Reverse Polish Notation (RPN) (postfix) calculator

• Operands are written before the operators
• 3 + 4 * 7 becomes 3 4 7 * +
• Postfix expressions are easy to evaluate
  • Numbers are pushed onto a stack
  • When a (binary) operator is encountered, 2 numbers are popped, operation is performed, result is pushed back on the stack
  • At end of expression, result is at the top of the stack
• "Commands": p (to print), and q (to quit)

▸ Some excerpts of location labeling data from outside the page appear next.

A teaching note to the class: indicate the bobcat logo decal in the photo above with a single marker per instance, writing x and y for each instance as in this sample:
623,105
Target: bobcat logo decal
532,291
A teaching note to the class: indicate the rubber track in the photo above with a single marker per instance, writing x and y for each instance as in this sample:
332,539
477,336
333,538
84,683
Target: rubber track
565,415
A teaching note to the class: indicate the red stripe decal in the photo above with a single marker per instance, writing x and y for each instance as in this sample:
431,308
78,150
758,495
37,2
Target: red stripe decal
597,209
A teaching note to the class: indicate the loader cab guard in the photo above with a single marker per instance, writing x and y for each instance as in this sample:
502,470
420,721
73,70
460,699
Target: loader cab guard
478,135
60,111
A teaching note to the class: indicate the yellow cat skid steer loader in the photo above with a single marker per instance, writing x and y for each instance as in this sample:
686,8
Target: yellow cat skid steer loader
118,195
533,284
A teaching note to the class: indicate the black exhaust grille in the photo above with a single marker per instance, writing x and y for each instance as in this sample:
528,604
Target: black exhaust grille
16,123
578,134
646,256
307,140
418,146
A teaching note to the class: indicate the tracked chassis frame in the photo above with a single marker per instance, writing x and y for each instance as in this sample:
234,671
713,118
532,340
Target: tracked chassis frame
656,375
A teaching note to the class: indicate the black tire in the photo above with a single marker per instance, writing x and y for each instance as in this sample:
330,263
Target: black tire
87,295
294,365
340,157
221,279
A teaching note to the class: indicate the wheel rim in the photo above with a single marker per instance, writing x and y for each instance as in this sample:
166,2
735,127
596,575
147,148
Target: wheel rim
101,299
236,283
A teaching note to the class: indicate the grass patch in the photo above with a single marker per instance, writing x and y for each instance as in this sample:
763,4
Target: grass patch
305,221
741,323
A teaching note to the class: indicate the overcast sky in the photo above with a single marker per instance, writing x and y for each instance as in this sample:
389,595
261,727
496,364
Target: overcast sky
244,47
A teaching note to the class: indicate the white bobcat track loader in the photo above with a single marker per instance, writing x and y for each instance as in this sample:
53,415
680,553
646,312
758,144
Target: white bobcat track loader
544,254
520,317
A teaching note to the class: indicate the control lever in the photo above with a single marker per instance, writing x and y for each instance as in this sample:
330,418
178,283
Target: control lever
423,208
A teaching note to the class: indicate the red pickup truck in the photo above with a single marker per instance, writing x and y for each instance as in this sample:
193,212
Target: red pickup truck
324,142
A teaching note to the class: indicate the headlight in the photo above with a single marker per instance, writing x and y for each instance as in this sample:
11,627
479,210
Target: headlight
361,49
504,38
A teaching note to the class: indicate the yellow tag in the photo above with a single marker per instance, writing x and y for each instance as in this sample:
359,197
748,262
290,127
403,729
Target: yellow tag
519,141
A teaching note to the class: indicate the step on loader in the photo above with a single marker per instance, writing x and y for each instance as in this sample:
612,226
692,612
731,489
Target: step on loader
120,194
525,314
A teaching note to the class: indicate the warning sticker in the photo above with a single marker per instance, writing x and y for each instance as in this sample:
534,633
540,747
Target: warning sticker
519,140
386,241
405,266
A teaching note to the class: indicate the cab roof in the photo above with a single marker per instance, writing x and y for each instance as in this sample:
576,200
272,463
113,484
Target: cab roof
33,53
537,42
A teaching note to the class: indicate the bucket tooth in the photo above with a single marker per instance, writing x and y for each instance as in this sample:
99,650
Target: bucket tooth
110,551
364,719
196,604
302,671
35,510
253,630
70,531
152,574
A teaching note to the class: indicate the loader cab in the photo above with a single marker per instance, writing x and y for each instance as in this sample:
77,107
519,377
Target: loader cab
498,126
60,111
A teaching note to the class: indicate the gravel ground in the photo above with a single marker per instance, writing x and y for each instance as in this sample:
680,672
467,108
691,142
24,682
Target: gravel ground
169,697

Stacks and Queues – calc.cpp

Random Fact

Polish Notation

• Infix notation – the way you've been looking at expressions since you learned to add
  • Ambiguous
  • Rules for precedence and associativity required
  • Parenthesis required to force evaluation

• Prefix notation – operator appears first
  • Eliminates need for parenthesis and precedence rules
  • By Jan Łukasiewicz, in the 1920s
  • Easily evaluated using a recursive algorithm
  • Dubbed Polish Notation

Random Fact (cont.)

Polish Notation

• Postfix notation (or Reverse Polish Notation, RPN) – operator appears last
• Evaluation with a single stack is straightforward:
  • Push operands onto the stack
  • Each operator pops the appropriate # of values from the stack, performs the operation, pushes the result back on the stack
• By Charles Hamblin, in the 1950s

Random Fact (cont.)

Polish Notation

Standard Notation	Łukasiewicz Notation	RPN
3 + 4	+ 3 4	3 4 +
3 + 4 × 5	+ 3 * 4 5	3 4 5 * +
3 × (4 + 5)	* 3 + 4 5	3 4 5 + *
(3 + 4) × 5	* + 3 4 5	3 4 + 5 *
3 + 4 + 5	+ + 3 4 5	3 4 + 5 +

Random Fact (cont.)

Polish Notation

In 1972 Hewlett-Packard introduced the HP35

• World's first scientific calculator
• First calculator to use RPN
  • Still uses RPN
• Had trig and exponential functions, and used scientific notation
• Did not have parenthesis, nor an equal sign
• Pocket calculator finally replaced the slide rule
• Sold for US $395 (roughly equivalent to $1700 in 2005)

RPN users tend to be fanatical proponents of the system.